Stimulus funding to help search engines learn on the job

You probably won't notice, but in the near future some search engines may start experimenting on you. It should be worthwhile, since the goal is to better understand what you were looking for and give you the best possible answers.

New research by Thorsten Joachims and Robert Kleinberg, associate and assistant professors of computer science, respectively, aims to create search-engine software that can learn from users by noticing which links they click on in a list of search responses, and how they reformulate their queries when the first results don't pay off.

The work is funded by a four-year, $1 million grant from the National Science Foundation under federal stimulus funding, formally known as the American Recovery and Reinvestment Act (ARRA).

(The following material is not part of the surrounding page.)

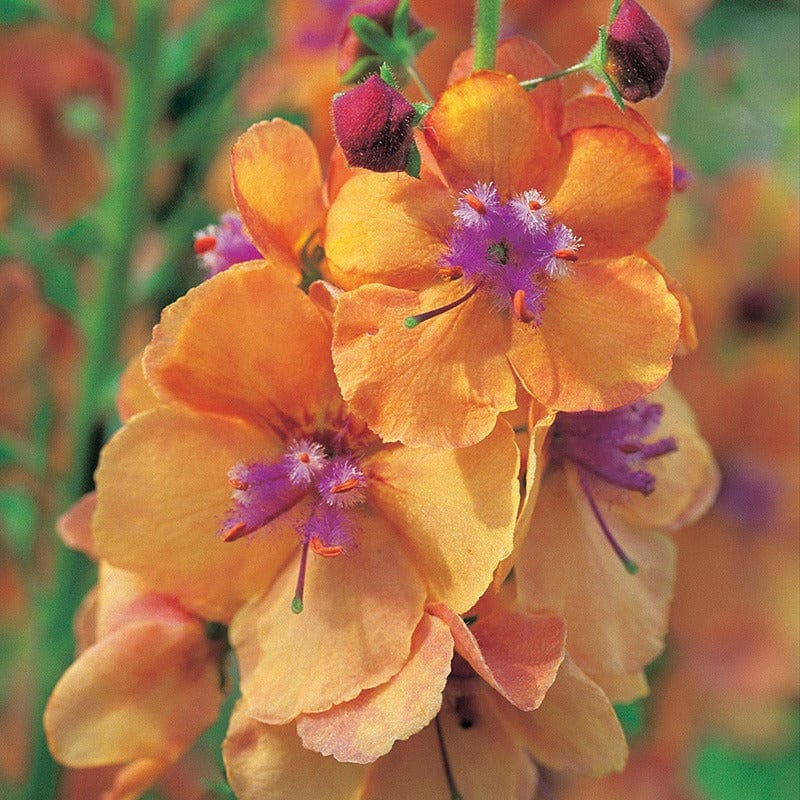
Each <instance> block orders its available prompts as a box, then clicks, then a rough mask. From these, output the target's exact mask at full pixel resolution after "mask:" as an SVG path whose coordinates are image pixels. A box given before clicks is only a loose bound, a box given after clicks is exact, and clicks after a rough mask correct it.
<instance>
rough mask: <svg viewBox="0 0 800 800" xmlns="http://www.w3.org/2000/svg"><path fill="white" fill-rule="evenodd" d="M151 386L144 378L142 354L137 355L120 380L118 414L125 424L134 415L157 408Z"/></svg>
mask: <svg viewBox="0 0 800 800" xmlns="http://www.w3.org/2000/svg"><path fill="white" fill-rule="evenodd" d="M159 402H160V401H159V399H158V397H156V395H155V393H154V392H153V389H152V388H151V386H150V384H149V383H148V382H147V379H146V378H145V376H144V369H143V367H142V353H137V354H136V355H135V356H134V357H133V358H131V359H130V361H128V363H127V365H126V366H125V370H124V371H123V373H122V376H121V377H120V379H119V391H118V392H117V413H118V414H119V418H120V419H121V420H122V421H123V422H127V421H128V420H129V419H130V418H131V417H132V416H133V415H134V414H138V413H139V412H140V411H147V409H148V408H155V406H157V405H158V404H159Z"/></svg>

The research will lead to methods that improve search quality without human guidance, especially on specialized Web sites such as scientific or legal collections or corporate intranets.

Joachims believes the work will have long-term benefits for the economy, invigorating the market for high-quality and focused search software. "I think there is a potential for commercial impact, improving quality and productivity," he said. In the short term, the project will fund at least two Ph.D. students for 4 years, and provide research positions for undergraduate students.

As a demonstration, the researchers plan to create a new search engine for the physics arXiv Web site at Cornell, which contains thousands of papers in physics, mathematics and computer science, and possibly for other specialized collections.

"In several ways, providing search for small collections is more difficult than for the whole Internet. Google, Yahoo! and Microsoft can spend a lot of manpower on engineering a good ranking function for the Internet. For small collections, this has to happen automatically via machine learning to be economical," Joachims explained.

Search is not a one-size-fits-all business: People searching specialized collections might use the same words in very different ways. Is "uncertainty," for example, about the location of subatomic particles, career choices, investment opportunities or romance?

"The key idea is have a search engine that gets better just by people using it," Joachims said. He and his collaborators have already created a search engine called Osmot -- the name is a play on "learning by osmosis" -- that draws on extensive research by computer scientists in machine learning. The problem the new research will address is that what the machine learns may be biased by the way it displays results.

Eye-tracking studies done in cooperation with Geri Gay, the Kenneth J. Bissett Professor and Chair of Communication, have shown that absence of a click on a result at, say, the 11th position on the list of returns may mean that the result did not fit the user's information need, but it may also mean that the user had given up scanning the list that far down. To get reliable feedback from clicks, the search engine needs to shuffle the order in which results are returned.

"There is a trade-off. On the one hand, you want to present the best ranking you know so far," Joachims explained. "On the other hand, the search engine has to do a bit of experimentation to be able to learn even better rankings in the long run. The key is to balance the tradeoff between presentation and experimentation in an optimal way."

This trade-off is similar to what a gambler faces in a casino and is called a "multi-armed bandit" problem. When playing a row of slot machines, each play gives you new information about how much that machine pays, but also costs you a quarter. The trick is to eliminate some machines when you're sure they won't pay off without spending more than necessary. Kleinberg's work on algorithms for solving such trade-off problems will be key to making search engines learn effectively.

Osmot is open-source software but still very much in beta. More information can be found at http://learnimplicit.joachims.org/.

So far, Cornell has received 129 ARRA grants, totaling almost $105 million.